When I do a experiment on GTX570 with CUDA, the scheduler for SM makes a strange decision, and based on the results, I have a question. The experiments are presented below.

GTX570 has 15 SMs.

First EXP.:
Using 14 thread blocks, each one has 256 threads.
When I use Visual profiler to profile the kernel, the kernel latency graph shows graph result below.

Multiprocessor SM0 SM1 SM2 SM3 SM4 SM5 SM6 SM7 SM8 SM9 SM10 SM11 SM12 SM13 SM14
Utilization___ 50% 50% 50% 50% 50% 50% 0% 50% 50% 50% 50% 50% 50% 50% 50% 50%
(The SM6 has non-block. The other SMs have one block.)


Second EXP.:
Using 15 thread blocks, each one has 256 threads.
The graph looks like:

Multiprocessor SM0 SM1 SM2 SM3 SM4 SM5 SM6 SM7 SM8 SM9 SM10 SM11 SM12 SM13 SM14
Utilization___ 100% 50% 50% 50% 50% 50% 0% 50% 50% 50% 50% 50% 50% 50% 50% 50%
(SM0 has been assigned two blocks, and SM6 still non-block.)

The two experiments give me very different execute duration.
Second experiment has at lest twice duration compare to the first experiment.

My question is why the second experiment takes twice time? Does that mean in the second experiment the SM0 takes two blocks which have 16 warps, therefore the time consumption is twice compare to the first experiment?

The basic idea with CUDA is that you create so many blocks that singular issues like this don’t really matter at all.

If you really need to get the scheduling right for every block, you probably want to distribute work between SMs manually.

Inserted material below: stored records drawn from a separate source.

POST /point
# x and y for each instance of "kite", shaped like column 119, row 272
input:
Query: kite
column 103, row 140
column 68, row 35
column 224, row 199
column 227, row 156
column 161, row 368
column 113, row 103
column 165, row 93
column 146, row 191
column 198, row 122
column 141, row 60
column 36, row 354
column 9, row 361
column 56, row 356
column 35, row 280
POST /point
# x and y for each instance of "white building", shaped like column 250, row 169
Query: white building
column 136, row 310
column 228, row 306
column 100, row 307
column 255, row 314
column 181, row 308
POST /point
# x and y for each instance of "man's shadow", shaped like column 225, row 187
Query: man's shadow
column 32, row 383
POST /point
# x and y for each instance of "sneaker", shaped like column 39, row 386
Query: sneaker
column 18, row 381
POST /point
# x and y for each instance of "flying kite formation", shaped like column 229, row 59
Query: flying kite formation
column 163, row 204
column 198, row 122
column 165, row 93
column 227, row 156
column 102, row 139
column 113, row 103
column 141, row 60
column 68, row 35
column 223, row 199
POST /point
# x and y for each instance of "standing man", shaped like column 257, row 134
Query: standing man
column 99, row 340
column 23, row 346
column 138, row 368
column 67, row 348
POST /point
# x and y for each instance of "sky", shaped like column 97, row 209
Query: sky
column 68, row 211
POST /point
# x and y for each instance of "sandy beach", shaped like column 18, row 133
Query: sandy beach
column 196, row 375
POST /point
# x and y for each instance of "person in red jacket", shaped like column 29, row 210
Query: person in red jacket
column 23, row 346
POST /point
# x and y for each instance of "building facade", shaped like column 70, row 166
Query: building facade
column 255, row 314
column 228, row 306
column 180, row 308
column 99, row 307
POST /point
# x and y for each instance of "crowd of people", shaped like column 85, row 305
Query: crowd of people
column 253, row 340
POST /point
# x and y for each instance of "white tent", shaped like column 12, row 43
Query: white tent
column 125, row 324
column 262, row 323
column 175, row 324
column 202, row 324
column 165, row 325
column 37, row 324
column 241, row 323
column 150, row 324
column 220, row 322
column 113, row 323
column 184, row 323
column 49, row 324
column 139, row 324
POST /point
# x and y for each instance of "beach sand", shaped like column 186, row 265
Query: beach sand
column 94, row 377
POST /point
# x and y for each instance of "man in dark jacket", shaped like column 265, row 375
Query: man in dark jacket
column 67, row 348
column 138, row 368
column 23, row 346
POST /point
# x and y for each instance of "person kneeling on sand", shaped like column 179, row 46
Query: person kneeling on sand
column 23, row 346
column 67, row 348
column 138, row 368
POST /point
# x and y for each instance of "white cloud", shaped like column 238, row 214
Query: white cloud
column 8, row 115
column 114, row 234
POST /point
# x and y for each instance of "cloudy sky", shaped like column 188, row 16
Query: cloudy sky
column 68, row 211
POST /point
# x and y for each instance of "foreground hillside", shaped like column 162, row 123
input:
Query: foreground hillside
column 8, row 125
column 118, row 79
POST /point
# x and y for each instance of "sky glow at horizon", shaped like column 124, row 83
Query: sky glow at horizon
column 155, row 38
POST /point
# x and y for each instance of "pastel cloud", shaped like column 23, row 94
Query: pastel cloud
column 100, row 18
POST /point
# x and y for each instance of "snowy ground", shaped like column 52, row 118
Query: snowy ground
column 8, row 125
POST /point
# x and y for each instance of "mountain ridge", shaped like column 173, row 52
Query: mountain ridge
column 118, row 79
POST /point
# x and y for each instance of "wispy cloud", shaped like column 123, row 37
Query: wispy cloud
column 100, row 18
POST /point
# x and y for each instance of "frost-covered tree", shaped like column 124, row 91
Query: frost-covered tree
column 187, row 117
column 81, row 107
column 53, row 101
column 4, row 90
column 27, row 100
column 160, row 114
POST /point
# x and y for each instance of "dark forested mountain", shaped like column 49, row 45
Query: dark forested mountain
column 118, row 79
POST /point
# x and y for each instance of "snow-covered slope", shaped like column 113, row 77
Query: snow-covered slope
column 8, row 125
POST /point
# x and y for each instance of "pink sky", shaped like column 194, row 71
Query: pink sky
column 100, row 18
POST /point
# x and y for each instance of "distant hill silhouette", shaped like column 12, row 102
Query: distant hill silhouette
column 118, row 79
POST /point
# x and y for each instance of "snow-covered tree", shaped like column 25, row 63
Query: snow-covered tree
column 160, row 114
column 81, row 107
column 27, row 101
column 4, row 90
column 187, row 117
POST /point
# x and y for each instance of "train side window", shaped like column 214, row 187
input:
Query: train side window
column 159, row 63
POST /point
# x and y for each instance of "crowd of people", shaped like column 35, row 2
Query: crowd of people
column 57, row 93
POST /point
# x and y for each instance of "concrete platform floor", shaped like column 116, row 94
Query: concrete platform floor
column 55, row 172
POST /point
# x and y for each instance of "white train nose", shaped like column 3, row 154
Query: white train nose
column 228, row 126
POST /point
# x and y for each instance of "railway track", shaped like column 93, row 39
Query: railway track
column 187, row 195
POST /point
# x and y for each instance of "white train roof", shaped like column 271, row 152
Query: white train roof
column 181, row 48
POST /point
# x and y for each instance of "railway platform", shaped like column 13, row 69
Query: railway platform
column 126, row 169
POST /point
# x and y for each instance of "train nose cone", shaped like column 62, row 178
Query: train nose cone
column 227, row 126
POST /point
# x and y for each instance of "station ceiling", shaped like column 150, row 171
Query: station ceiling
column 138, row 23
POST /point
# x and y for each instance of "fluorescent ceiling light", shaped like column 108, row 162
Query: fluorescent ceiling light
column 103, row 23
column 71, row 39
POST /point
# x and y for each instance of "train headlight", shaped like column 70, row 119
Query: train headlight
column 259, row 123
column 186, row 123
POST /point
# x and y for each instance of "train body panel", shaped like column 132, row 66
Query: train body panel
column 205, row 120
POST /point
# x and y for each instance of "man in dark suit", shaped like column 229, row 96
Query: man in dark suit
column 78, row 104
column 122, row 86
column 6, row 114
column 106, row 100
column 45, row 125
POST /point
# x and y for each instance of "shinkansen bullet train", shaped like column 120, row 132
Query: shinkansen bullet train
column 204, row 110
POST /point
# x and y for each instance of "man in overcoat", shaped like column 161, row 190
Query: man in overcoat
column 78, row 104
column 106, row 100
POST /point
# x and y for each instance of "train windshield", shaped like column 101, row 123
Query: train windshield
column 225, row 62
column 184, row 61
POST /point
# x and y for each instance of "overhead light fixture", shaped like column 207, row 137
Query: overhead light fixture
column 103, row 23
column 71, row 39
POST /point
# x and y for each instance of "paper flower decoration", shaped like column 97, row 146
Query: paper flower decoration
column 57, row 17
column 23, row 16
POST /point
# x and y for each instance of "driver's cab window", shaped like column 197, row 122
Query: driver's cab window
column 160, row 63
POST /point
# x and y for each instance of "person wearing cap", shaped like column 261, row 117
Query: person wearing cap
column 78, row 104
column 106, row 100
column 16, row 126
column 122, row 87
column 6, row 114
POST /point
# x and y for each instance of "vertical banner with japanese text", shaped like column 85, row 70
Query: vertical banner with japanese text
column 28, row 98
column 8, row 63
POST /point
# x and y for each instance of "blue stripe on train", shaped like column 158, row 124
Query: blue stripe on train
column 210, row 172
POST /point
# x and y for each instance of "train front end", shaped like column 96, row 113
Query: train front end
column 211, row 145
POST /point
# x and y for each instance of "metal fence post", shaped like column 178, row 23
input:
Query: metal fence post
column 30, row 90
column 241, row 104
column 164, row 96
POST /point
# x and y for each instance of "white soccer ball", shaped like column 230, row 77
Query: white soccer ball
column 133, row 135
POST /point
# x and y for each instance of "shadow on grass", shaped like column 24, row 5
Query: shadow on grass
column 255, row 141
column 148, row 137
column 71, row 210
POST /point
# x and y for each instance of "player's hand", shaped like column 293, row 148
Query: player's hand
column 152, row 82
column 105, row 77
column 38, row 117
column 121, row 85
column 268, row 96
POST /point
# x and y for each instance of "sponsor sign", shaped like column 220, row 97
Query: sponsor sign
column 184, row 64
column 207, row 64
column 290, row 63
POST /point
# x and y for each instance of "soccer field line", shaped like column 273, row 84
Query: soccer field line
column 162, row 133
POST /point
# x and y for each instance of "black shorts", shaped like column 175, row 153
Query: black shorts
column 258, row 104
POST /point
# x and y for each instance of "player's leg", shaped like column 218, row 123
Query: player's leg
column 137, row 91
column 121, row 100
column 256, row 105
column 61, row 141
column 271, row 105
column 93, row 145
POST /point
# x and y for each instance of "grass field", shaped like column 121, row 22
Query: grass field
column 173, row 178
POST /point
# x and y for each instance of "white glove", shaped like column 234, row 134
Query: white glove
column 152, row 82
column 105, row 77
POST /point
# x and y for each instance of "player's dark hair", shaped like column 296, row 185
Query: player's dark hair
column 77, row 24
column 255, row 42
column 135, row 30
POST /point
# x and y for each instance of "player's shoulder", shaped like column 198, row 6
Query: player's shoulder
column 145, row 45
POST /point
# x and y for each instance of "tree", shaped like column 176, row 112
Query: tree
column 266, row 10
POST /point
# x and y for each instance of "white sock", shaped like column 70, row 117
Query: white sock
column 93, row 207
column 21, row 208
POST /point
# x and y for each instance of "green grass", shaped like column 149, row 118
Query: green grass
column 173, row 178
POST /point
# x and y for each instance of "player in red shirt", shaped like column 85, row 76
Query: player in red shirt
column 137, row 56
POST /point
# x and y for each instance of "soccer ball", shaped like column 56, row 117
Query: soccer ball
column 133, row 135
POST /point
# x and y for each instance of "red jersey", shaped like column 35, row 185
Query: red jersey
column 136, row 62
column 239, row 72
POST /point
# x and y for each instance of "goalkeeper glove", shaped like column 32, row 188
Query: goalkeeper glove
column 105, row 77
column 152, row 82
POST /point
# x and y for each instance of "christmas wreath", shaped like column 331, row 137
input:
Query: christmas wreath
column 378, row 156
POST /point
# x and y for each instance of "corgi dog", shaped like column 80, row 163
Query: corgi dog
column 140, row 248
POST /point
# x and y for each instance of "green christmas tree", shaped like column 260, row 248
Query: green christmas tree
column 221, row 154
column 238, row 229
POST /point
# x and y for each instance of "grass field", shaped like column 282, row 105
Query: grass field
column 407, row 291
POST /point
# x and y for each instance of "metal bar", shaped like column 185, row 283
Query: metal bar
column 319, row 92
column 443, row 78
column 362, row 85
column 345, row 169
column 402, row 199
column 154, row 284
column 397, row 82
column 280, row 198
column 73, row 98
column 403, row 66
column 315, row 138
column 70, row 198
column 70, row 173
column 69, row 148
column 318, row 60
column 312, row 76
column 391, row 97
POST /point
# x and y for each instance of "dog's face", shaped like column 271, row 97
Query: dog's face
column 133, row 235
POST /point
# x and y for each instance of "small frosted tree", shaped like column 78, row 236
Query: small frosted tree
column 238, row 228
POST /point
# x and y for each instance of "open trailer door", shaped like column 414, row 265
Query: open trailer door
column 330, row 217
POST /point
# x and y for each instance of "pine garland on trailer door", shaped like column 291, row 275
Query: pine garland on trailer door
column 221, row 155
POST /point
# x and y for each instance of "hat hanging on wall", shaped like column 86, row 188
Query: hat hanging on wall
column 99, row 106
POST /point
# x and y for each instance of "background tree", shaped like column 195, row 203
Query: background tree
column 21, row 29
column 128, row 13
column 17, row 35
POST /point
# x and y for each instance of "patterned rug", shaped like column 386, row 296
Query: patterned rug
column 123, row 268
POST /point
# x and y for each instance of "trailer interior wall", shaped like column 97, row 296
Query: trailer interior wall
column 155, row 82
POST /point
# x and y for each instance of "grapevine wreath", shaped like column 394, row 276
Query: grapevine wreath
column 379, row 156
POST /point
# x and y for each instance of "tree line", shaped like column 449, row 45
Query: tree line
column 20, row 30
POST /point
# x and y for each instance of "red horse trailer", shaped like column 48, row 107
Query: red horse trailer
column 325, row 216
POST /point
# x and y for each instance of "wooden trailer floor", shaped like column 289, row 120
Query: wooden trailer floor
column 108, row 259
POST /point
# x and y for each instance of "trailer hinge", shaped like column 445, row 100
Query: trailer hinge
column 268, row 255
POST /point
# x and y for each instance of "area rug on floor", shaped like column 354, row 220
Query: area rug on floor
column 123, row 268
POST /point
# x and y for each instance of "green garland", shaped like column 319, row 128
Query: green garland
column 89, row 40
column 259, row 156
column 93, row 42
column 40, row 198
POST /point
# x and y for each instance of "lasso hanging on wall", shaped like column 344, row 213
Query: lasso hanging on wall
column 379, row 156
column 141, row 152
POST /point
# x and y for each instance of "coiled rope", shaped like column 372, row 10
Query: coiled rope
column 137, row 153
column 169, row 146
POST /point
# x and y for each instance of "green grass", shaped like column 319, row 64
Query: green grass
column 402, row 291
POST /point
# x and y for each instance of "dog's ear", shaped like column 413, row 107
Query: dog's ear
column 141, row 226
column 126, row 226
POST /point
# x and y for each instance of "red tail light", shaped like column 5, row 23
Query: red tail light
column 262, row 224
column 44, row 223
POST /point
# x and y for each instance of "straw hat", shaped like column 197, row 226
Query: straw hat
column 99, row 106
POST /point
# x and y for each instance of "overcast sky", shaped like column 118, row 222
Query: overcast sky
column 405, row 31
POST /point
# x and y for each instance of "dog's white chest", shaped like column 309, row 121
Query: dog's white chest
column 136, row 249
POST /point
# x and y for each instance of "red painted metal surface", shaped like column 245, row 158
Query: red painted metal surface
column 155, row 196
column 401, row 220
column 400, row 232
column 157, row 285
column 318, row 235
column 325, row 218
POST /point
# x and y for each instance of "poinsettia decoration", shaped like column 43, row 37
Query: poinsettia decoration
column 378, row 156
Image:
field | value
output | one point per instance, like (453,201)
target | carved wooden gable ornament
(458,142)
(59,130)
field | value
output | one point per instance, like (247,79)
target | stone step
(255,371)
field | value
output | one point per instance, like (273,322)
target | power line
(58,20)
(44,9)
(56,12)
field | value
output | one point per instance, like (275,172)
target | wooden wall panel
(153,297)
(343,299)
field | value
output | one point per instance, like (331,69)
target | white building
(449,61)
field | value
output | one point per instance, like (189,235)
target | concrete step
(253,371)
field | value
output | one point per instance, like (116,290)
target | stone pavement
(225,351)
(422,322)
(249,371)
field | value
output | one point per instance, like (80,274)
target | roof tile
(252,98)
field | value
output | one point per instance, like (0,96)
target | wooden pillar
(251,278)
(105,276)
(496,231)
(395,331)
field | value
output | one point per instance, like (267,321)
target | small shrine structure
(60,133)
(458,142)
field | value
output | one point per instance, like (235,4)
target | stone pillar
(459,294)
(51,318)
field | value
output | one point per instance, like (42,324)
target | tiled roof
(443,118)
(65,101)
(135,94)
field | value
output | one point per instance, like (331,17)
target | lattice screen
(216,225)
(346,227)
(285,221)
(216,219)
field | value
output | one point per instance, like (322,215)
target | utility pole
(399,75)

But please don’t take the fact that I am mentioning this as any hint that you should be doing it.

Just queue so many blocks that a single unbalanced block in the end doesn’t matter.

If you do not have enough work in this kernel invocation to create enough blocks you can also launch independent kernels in different streams to fully load the GPU.

CUDA really is a throughput architecure, not a latency one.